Parroting the Urban legends...

Over last many days, Sajjad Lone has been parroting some urban legands on all TV channels.... Some of these are also repeatedly and accepted blindly by many people across different media channels as well.

One of the weirdest lie leaders from Kashmir are repeatedly parroting over media is that the Amarnath cave was discovered by a Kashmiri muslim 130-140 years ago and that the yatra has existed only for last 130-140 years ago.

Now what do you call this - ignorance or political propaganda? This is an urban legend being repeated so often that people have started believing this as the truth. Yes, Buta Malik's family having been part of caretakers and having had rights to the proceed from donations/collections at the shrine is a fact. But the genesis of that is not that Buta Malik discovered the cave.

The historic references to the existance of the holy cave and the traditional yatra go back many centuries. (Source: Wikipedia)
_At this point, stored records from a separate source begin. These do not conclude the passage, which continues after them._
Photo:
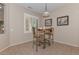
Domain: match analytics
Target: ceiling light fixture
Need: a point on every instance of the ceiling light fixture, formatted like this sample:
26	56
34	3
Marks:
46	13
While the earliest reference to Amarnath can be seen in the Nilamata
Purana (v.1324), a 6th century Sanskrit text which depicts the
religious and cultural life of early Kashmiris and gives Kashmir’s own
creation myth, the pilgrimage to the holy cave has been described with
full topographical details in the Bhringish Samhita and the Amarnatha
Mahatmya, both ancient texts said to have been composed even earlier.
References to Amarnath, known have also been made in historical
chronicles like the Rajatarangini and its sequels and several Western
travellers’ accounts. The original name of the tirtha, as given in the ancient textsis Amareshwara,Amarnath being a name given later to it

Giving the legend of the Naga Sushruvas, who in his fury burnt to
ashes the kingdom of King Nara when he tried to abduct his daughter
already married to a Brahmin youth, and after the carnage took his
abode in the lake now known as Sheshnag (Kashmiri Sushramnag), Kalahana
writes:


“The lake of dazzling whiteness [resembling] a sea of milk
(Sheshnag), which he created [for himself as residence] on a far off
mountain, is to the present day seen by the people on the pilgrimage to
Amareshwara.”(Rajatarangini, Book I v. 267.Translation: M. A. Stein).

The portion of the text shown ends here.